Esperé que Chantal comenzara una de sus diatribas sobre que le dijeran qué hacer, pero para mi sorpresa, solo asintió con la cabeza y tomó un bocado de su bistec, pareciendo que acababa de salir de un trance—.
¿Me caí por el agujero del conejo o algo así?
—miré de ella hacia la puerta vacía por donde Gabriel había desaparecido, tratando de evitar que mi voz llegara hasta Mace, que había regresado a la mesa.
Ella solo se encogió de hombros con una sonrisa secreta que me dejó con más preguntas que respuestas.
Supongo que esperaré hasta que estemos solas para interrogarla.
Esa oportunidad no tardó mucho en llegar ya que mamá se apresuró a subir las escaleras con alguna excusa de necesitar descansar, y Mace nos echó de la cocina cuando nos ofrecimos a ayudar con la limpieza.
—Entonces, dime, ¿qué pasa?
Pensé que íbamos a pedir que me quedara a dormir en tu casa.
¿Por qué no dijiste nada cuando Gabriel prácticamente te ordenó quedarte aquí?
—pregunté.
Ella se detuvo en seco como si estuviera desconcertada por mis palabras pero luego continuó como si no fuera nada.

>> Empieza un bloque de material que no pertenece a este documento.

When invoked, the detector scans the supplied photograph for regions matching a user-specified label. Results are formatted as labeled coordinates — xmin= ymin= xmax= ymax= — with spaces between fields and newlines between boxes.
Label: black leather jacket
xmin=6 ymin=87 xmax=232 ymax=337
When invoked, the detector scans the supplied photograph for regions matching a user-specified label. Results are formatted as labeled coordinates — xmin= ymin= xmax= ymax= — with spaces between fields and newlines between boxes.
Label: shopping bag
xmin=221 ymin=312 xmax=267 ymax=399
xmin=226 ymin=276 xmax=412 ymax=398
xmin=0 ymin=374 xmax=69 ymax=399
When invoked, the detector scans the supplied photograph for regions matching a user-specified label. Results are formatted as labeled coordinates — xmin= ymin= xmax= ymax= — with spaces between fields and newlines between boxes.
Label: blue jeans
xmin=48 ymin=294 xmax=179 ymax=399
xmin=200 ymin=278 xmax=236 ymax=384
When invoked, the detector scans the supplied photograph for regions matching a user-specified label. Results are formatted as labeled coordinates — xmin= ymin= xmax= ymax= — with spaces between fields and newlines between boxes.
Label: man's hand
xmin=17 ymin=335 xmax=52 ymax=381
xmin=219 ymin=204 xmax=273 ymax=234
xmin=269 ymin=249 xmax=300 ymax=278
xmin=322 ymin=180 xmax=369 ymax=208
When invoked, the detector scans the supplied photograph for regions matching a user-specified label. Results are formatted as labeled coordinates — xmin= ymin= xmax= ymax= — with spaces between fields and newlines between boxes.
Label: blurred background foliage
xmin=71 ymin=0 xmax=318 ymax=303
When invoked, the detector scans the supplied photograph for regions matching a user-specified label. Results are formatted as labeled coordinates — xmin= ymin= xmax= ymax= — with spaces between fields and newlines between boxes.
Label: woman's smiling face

—Creo que es lo mejor por ahora.
—¿Por qué?
No es como si Sam fuera a venir a buscarme pronto.
Me imagino que esperará al menos a que Gabriel se vaya, cobarde como es.
—¿Has notado algo raro en Lobo?
—preguntó.
Bueno, supongo que ya había dado suficientes vueltas al asunto; además, incluso Plácido podía ver su interés.
—No, ¿raro cómo?
—No es importante, ahora sobre tú y Gabriel; definitivamente sentí una vibra.
—De ninguna manera, la única vibra que sentiste fue él estando molesto conmigo por algo u otro.
Además, tiene una mujer en casa —respondí.
Habíamos llegado a mi habitación ya que Mace aún no le había mostrado en cuál se quedaría.
—No sé sobre eso; confía en mí, sé más sobre estas cosas que tú, y definitivamente hay algo ahí —dijo.
Traté de no reaccionar a su suposición, pero había un sentimiento en la boca del estómago que se burlaba de mi negación.
He tratado de convencerme todo el día de que todo lo que siento es gratitud porque salvó nuestras vidas, la mía y la de mi madre, y además, es demasiado pronto para pensar que podría ser algo más.
Pero algo, algún destello de esperanza, parece haberse instalado en mí.